3. The judge ran a tight ship and had opinions about federal funding
Judge Gonzalez Rogers is not someone who lets a courtroom drift. Two twenty-minute breaks per day, no lunch break, strict limits on what lawyers could ask and a visible lack of patience for anyone who thought the rules applied to someone else. Photographers trying to snap the famous attendees got short shrift. Lawyers who strayed into territory she had already ruled off-limits got shorter shrift.
She did have a sense of humour, deployed sparingly. When the court audio system malfunctioned early in proceedings she shrugged and told the room: "What can I tell you? We are funded by the federal government."
The trial could not be livestreamed, so sketch artist Vicki Behringer ended up as the visual record, producing watercolour impressions of the proceedings daily. Genuinely excellent work.
4. Things got personal fast
Musk took the stand first and was largely combative. Then he was asked about Shivon Zilis, a Neuralink executive and mother to four of his children, and his composure slipped noticeably.
Zilis herself testified that while serving on the OpenAI board, Musk had offered her his sperm upon observing she had no children. She did not mention to her OpenAI colleagues that Musk had fathered her children until a press report was about to break the story anyway. On the stand she came across as almost mechanical. In text messages read to the court, she sounded considerably warmer, her role as unofficial Musk interpreter coming through clearly. She resigned from the OpenAI board after Musk launched xAI. Her explanation, in a message to a friend: "When the father of your babies starts a competitive effort and will recruit out of OpenAI, there is nothing to be done."
Hard to argue with that logic.
5. The texts revealed how Silicon Valley power actually operates
For anyone still holding illusions about the lofty intellectual culture of AI development, the disclosed text messages were instructive.
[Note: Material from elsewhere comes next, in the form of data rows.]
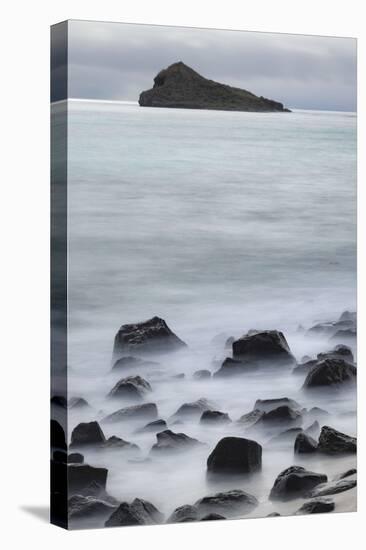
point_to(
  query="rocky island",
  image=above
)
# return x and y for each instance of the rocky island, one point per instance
(181, 87)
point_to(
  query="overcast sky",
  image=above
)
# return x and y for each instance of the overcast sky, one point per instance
(116, 61)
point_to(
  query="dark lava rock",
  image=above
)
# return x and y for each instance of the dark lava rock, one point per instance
(263, 346)
(153, 335)
(59, 401)
(130, 361)
(78, 403)
(196, 408)
(348, 473)
(267, 405)
(234, 367)
(87, 433)
(212, 517)
(145, 411)
(305, 444)
(333, 442)
(169, 441)
(338, 352)
(295, 482)
(130, 387)
(153, 427)
(75, 458)
(334, 487)
(58, 440)
(80, 507)
(179, 86)
(330, 372)
(139, 512)
(214, 417)
(227, 503)
(319, 506)
(202, 374)
(184, 514)
(235, 455)
(80, 476)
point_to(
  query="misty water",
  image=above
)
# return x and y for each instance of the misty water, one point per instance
(218, 222)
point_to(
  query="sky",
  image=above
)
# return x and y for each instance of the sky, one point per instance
(116, 61)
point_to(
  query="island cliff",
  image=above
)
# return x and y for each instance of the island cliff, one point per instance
(181, 87)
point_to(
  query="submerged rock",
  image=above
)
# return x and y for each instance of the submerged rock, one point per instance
(318, 506)
(144, 411)
(153, 335)
(333, 442)
(169, 441)
(269, 346)
(235, 455)
(295, 482)
(179, 86)
(139, 512)
(214, 417)
(130, 387)
(330, 372)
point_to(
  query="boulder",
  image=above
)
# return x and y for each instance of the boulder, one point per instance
(305, 444)
(233, 367)
(227, 503)
(214, 417)
(139, 512)
(333, 442)
(149, 336)
(295, 482)
(130, 388)
(318, 506)
(196, 408)
(168, 441)
(330, 372)
(202, 374)
(180, 87)
(146, 411)
(235, 455)
(269, 346)
(87, 433)
(81, 476)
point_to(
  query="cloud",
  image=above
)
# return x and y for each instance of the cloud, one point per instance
(117, 61)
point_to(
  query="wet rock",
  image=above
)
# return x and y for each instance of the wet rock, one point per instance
(227, 503)
(333, 442)
(149, 336)
(139, 512)
(78, 403)
(233, 367)
(196, 408)
(330, 372)
(129, 362)
(75, 458)
(58, 440)
(153, 427)
(267, 405)
(304, 444)
(80, 507)
(184, 514)
(334, 487)
(145, 411)
(87, 433)
(130, 387)
(168, 441)
(263, 346)
(295, 482)
(318, 506)
(214, 417)
(235, 455)
(80, 476)
(202, 374)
Musk allegedly smoothed over co-founder discontent with free Teslas. Altman allegedly kept a key strategic partner onside with payments that did not surface in the obvious places. Neither detail exactly screams visionary mission-driven enterprise.
The messages from Altman during his abrupt firing in 2023 were particularly telling. Frantically working the phones, he messaged a former colleague asking "still don't want me?" Another message in the chain described his replacement, Twitch boss Emmett Shear, as "rando Twitch guy."
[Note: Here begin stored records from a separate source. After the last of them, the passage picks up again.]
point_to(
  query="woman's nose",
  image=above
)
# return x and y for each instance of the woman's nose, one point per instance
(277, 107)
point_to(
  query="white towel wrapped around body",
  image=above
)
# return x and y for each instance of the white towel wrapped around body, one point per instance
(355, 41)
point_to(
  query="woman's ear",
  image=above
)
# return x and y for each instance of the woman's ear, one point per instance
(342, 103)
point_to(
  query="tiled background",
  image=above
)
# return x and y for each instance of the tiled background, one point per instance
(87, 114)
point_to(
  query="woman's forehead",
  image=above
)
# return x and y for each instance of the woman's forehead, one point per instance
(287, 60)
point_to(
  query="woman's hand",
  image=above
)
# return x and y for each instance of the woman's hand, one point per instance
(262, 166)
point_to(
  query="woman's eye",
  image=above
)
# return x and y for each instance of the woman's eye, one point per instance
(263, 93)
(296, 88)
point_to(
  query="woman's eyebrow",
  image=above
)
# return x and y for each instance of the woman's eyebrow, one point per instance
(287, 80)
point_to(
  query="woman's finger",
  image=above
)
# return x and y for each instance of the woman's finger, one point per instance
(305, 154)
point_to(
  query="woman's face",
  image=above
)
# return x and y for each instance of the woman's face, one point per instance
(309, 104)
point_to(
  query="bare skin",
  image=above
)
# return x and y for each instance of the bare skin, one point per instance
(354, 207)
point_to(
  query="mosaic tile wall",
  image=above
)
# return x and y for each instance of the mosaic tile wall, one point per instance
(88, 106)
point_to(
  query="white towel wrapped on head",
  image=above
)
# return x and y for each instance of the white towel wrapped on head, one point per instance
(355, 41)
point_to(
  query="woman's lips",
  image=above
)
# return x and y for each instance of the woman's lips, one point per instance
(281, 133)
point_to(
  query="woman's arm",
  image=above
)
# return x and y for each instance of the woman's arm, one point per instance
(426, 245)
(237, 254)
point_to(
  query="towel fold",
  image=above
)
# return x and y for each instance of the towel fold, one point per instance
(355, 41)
Watching these individuals collect lattes near the courthouse between sessions, reading their frenzied private texts projected on courtroom screens, did make them seem somewhat less like titan-brained architects of the future. The uncomfortable footnote is that the technology these same people argue over and mismanage affects the daily lives of billions. The stakes in that sense are real, even when the protagonists are not especially impressive up close.
The jury is now deliberating. Judge Gonzalez Rogers will consider their verdict before making the final call. Given how she ran the trial, she will probably do it before lunch.